As the nations of the European Union continue to struggle to address the soaring borrowing costs faced by several of their member states, the trepidation this has created among investors around the globe revealed itself in several of the quarterly earnings releases issued this week.  The current situation on the Continent has deeply affected markets in the eurozone, reverberated across Asia, and is now being reflected in the profitability of corporations in the United States highlighting the global implications of the current crisis.  United Parcel Service, which delivers more packages than any company in the world, and Whirlpool Corp., the globe’s largest manufacturer of appliances both saw their shares fall after reporting earnings which failed to meet expectations (Bloomberg News). In its earnings release statement, Scott Davis, the Chief Executive Officer of UPS said, “Increasing uncertainty in the United States, continuing weakness in Asia exports and the debt crisis in Europe are impacting projections of economic expansion.”  

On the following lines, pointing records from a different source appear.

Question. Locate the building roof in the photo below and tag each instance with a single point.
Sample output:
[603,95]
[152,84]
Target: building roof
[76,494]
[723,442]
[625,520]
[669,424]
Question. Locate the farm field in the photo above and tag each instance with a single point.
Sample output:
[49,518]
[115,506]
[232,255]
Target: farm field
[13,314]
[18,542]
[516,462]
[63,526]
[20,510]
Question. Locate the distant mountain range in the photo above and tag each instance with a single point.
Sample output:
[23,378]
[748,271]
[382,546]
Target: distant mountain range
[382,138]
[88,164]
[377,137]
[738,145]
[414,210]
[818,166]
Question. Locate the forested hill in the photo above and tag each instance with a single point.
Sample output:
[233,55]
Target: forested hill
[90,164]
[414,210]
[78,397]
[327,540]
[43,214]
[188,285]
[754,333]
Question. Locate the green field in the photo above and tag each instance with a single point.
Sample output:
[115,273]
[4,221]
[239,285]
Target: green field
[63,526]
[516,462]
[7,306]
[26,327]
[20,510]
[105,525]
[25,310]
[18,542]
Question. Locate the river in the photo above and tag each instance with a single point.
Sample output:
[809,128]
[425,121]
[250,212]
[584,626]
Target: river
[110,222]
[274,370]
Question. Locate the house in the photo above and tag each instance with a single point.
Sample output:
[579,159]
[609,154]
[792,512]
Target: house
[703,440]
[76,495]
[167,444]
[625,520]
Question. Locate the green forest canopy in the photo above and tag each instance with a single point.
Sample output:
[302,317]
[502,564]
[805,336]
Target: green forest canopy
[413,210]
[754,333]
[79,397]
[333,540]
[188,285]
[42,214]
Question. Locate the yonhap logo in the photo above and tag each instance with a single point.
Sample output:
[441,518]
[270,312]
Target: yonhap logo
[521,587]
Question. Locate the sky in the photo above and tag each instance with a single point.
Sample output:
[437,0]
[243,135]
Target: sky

In an effort to hold down borrowing costs and to thwart contagion, the President of the European Central Bank, Mario Draghi, stated on Thursday that steps would be taken to halt the precipitous rise in the sovereign yields of several of the most heavily indebted members of the currency union.  Mr. Draghi was quoted by Bloomberg News as saying, “within our mandate, the ECB is ready to do whatever it takes to preserve the euro.  And believe me, it will be enough.”  The marketplace found solace in this statement, as the prevalent feeling among investors currently is that a direct sovereign bond buying by the ECB will be forthcoming, thus easing a measure of the acute effects of the crisis. With unlimited capacity on its balance sheet, the Central Bank is widely considered to be the only institution on the Continent capable of successfully intervening in the debt market to drive funding costs lower.  Bloomberg News quoted Bernd Berg, a foreign-exchange strategist at Credit Suisse, “Draghi’s comments that the ECB would do everything to preserve the euro currency gave some relief to markets and lifted asset prices after renewed euro-zone collapse fears.”

A joint statement issued by German Chancellor Angela Merkel and French President Francoise Hollande that their nations are, “bound by the deepest duty”(Bloomberg News), to maintain the currency union in its current iteration served to further ease investor concerns, as it reinforced the commitment of the Continent’s two largest economies to the euro project.  With a multitude of challenges facing the global economy it will be vitally important that the leaders of the European Union follow through in short order on the pledges made this week and work to drive sovereign yields back to sustainable levels, thus restoring a measure of stability to the marketplace.